Informational writing doesn't mean the writer disappears. A strong informational piece has a perspective — a sense that the writer finds the topic genuinely interesting, that they've thought about what matters most, that they have something to communicate beyond "here are some facts."

This doesn't mean editorializing or inserting unsupported opinions. It means writing with a clear central idea, choosing examples that illuminate rather than just demonstrate, and communicating with the reader rather than at them. "Here is information" is a report. "Here is what this information reveals about something important" is writing.

Give students opportunities to identify what they find genuinely interesting about their topic before they write. That genuine interest — "I can't believe this is how X works" or "I never thought about Y this way" — is the voice they should bring to the piece.

LessonDraft can help you design informational writing units with source synthesis activities, organizational scaffolds, and revision prompts — so students are building real writing skills, not just completing report assignments.

Common Structural Moves Worth Teaching

Students benefit from learning the structural moves that good informational writers use:

Opening with a hook: Not "In this essay I will tell you about..." — something that makes the reader want to continue. A surprising fact, a provocative question, a specific scene that illustrates the larger topic.

Using examples strategically: Not listing examples, but choosing one or two that genuinely illuminate the point. The example should make the abstract concrete.

Transitions that connect ideas: Not "another fact is" — transitions that show how ideas relate. "This helps explain why..." "As a result..." "Unlike X, Y..."

Closing with significance: Not a summary of what was just said, but a statement of why this information matters. What should the reader think or feel or do differently because of this piece?

Your Next Step

Before your students write their next informational piece, require this: students must close all sources and write a paragraph explaining to an imaginary classmate who wasn't in class what they've learned and why it matters. That paragraph is the kernel of their piece. If they can't write it without their sources open, they need more time with the material before they're ready to write.

Frequently Asked Questions

How do I teach informational writing at the elementary level?
Start with topics students know from direct experience — themselves, their family, their neighborhood, their favorite activities. A student who is an expert on something (their pet, their sport, their hobby) can write informational content without research because they already have the knowledge. The writing skills — organizing information, choosing what to include, explaining clearly for a reader — transfer to research-based topics once the basics are established. Research-based informational writing is harder because it requires synthesis; start with knowledge students already have.
How do I get students to use their own words instead of copying from sources?
Three approaches work in combination. First, teach paraphrasing explicitly as a skill — not just 'say it differently' but 'explain what this means to someone who hasn't read the source.' Second, require students to close sources before writing. Third, use note-taking formats that don't preserve sentence-level language — bullet points, graphics, abbreviated phrases. A student taking notes in full sentences from a source is pre-writing their plagiarism. A student taking notes in fragments has to reconstruct the meaning when they write, which forces paraphrase.
How do I grade informational writing without just grading knowledge?
Separate the assessment of content knowledge from the assessment of writing quality.
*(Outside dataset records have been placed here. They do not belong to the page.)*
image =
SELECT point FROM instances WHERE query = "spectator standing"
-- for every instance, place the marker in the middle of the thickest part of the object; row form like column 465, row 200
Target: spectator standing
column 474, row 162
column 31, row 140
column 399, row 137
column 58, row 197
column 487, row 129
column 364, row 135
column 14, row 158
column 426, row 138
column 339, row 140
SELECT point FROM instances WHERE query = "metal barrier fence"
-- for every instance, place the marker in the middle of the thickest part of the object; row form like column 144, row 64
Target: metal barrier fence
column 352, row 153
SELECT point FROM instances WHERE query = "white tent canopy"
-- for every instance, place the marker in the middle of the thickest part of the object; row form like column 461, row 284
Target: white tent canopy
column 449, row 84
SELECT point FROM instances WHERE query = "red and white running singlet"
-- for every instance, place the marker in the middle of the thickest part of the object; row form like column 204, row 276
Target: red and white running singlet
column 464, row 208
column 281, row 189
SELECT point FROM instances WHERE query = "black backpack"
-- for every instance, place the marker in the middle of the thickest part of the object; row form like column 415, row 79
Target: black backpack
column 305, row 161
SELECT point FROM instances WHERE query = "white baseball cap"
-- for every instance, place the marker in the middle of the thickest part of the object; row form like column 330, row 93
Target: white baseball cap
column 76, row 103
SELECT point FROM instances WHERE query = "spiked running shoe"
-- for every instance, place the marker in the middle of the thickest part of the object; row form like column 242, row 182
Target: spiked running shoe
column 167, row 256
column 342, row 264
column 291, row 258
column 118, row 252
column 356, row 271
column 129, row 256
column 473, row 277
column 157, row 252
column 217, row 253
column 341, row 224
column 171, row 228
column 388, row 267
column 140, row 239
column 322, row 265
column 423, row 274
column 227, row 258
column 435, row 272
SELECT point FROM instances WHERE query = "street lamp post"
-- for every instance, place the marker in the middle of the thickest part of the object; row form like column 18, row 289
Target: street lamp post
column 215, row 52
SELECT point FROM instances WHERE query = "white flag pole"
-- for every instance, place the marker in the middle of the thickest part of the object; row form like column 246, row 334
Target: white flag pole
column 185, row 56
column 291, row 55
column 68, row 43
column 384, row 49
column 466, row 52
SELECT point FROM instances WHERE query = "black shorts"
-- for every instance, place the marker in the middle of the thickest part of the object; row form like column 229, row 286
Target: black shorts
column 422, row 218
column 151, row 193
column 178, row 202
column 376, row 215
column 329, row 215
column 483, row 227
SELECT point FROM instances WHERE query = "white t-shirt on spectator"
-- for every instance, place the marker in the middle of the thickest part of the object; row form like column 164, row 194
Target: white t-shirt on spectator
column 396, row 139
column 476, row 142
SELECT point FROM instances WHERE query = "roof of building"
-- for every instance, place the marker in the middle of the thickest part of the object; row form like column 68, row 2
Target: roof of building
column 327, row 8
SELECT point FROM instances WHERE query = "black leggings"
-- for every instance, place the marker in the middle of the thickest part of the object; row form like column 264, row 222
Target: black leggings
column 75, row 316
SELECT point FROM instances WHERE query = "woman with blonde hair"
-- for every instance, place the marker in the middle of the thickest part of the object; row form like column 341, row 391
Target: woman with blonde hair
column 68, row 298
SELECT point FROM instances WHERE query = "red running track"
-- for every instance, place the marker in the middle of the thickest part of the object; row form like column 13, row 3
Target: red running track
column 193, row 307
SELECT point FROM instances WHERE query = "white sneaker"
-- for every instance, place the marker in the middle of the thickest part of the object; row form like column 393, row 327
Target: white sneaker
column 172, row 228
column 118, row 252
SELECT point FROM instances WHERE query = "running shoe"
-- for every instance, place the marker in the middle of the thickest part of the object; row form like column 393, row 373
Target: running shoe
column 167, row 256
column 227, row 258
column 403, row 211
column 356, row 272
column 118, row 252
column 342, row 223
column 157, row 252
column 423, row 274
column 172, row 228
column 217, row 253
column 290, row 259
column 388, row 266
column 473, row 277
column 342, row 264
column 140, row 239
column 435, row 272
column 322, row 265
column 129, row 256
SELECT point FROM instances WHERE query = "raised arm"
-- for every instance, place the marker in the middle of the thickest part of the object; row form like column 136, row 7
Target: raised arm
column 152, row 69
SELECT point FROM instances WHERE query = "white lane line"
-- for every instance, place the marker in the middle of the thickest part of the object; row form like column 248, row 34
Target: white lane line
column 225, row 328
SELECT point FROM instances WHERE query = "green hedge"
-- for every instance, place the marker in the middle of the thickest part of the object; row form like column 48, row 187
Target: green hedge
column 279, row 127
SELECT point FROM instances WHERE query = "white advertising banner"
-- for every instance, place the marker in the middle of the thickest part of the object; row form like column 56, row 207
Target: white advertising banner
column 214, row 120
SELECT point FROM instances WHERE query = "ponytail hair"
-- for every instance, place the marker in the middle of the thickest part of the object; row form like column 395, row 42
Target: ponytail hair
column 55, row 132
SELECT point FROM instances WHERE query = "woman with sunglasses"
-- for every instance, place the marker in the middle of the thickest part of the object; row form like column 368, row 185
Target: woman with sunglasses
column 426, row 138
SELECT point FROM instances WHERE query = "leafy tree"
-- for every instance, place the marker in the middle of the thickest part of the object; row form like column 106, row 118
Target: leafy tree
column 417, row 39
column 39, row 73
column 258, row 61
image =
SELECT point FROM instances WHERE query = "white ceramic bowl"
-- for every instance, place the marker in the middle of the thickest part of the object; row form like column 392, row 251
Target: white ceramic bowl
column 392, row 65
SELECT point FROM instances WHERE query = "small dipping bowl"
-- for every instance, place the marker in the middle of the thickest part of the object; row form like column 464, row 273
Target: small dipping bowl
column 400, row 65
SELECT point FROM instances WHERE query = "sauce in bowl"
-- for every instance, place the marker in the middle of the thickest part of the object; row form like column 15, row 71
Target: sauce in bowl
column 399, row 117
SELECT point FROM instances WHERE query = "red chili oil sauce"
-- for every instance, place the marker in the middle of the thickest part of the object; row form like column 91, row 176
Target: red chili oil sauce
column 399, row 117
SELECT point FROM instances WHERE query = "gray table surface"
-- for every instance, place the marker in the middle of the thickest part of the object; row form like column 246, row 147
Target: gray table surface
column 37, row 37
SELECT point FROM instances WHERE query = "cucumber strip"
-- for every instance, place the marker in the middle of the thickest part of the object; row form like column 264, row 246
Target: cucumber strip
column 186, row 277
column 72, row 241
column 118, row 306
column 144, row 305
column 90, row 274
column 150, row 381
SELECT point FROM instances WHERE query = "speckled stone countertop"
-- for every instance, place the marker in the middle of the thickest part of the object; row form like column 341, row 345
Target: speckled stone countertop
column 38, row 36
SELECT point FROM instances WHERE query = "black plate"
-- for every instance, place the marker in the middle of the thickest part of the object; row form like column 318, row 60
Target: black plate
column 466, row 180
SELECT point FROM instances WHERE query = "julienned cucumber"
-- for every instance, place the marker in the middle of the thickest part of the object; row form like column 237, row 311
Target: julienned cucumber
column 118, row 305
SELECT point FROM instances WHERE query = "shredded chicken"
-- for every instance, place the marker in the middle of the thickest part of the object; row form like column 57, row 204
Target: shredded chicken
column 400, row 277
A rubric that grades only on whether the facts are correct is a content assessment wearing writing clothes. A writing rubric should evaluate: is the central idea clear? Is the information organized by idea or by source? Does the piece use specific examples effectively? Does the voice guide the reader, or does it just deposit information? These criteria can be applied to any informational piece regardless of topic, which makes them true measures of writing quality.